Help Center/ MapReduce Service/ Best Practices/ Data Analytics/ Using Flume to Collect Log Files from a Specified Directory to HDFS

Updated on 2022-12-09 GMT+08:00

View PDF

Using Flume to Collect Log Files from a Specified Directory to HDFS

Application Scenarios

Flume is a distributed, reliable, and highly available system for aggregating massive logs. It can efficiently collect, aggregate, and move massive amounts of log data from different data sources and store the data in a centralized data storage system. Data senders can be customized in the system to collect data. In addition, Flume provides the capability of simply processing data and writing data to data receivers (customizable).

Flume consists of the client and server, both of which are FlumeAgents. The server corresponds to the FlumeServer instance and is directly deployed in a cluster. The client can be deployed inside or outside the cluster. he client-side and service-side FlumeAgents work independently and provide the same functions.
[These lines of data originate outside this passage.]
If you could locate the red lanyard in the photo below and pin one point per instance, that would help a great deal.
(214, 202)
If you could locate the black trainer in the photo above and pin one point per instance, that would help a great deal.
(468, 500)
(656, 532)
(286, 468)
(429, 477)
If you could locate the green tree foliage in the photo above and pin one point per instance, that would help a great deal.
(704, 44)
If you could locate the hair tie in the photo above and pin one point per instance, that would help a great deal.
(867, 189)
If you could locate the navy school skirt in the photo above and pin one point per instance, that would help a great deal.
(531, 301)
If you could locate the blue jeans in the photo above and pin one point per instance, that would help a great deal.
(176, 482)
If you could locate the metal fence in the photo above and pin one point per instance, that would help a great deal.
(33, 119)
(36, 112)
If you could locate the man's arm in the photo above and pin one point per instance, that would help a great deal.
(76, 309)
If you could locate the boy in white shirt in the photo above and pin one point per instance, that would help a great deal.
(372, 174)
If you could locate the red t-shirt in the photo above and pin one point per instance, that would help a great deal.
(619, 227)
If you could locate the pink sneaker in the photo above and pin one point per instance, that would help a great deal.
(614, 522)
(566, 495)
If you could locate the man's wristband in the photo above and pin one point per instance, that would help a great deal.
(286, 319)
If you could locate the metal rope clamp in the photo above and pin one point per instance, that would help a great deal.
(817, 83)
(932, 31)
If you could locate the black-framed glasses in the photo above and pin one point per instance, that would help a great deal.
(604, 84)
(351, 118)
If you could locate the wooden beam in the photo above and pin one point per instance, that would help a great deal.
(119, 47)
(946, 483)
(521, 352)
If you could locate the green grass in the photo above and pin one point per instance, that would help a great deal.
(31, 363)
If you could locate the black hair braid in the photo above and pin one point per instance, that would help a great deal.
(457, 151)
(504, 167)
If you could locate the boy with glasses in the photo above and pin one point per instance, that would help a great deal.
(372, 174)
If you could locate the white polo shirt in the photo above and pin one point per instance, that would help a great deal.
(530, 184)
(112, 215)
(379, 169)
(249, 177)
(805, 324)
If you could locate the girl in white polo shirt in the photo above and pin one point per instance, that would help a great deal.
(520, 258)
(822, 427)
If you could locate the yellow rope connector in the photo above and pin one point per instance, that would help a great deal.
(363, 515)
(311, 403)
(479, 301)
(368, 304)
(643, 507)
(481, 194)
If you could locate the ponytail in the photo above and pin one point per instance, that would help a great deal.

The Flume client needs to be installed separately. It can be used to import data directly to components such as HDFS and Kafka of a cluster.

In this practice, the Flume component of a custom MRS cluster is used to automatically collect new files generated in the log directory of a specified node and store the files to HDFS.

Solution Architecture

A Flume-NG consists of agents. Each agent consists of three components (source, channel, and sink). A source is used for receiving data. A channel is used for transmitting data. A sink is used for sending data to the next end.

Figure 1 Flume-NG architecture
Click to enlarge

**Table 1** Module description
Name	Description
Source	A source receives data or generates data by using a special mechanism, and places the data in batches in one or more channels. The source can work in data-driven or polling mode. Typical source types are as follows: Sources that are integrated with the system, such as Syslog and Netcat Sources that automatically generate events, such as Exec and SEQ IPC sources that are used for communication between agents, such as Avro A Source must associate with at least one channel.
Channel	A channel is used to buffer data between a source and a sink. The channel caches data from the source and deletes that data after the sink sends the data to the next-hop channel or final destination. Different channels provide different persistence levels. Memory channel: non-persistency File channel: Write-Ahead Logging (WAL)-based persistence JDBC channel: persistency implemented based on the embedded database The channel supports the transaction feature to ensure simple sequential operations. A channel can work with sources and sinks of any quantity.
Sink	A sink sends data to the next-hop channel or final destination. Once completed, the transmitted data is removed from the channel. Typical sink types are as follows: Sinks that send storage data to the final destination, such as HDFS and HBase Sinks that are consumed automatically, such as Null Sink IPC sinks used for communication between Agents, such as Avro A sink must be associated with a specific channel.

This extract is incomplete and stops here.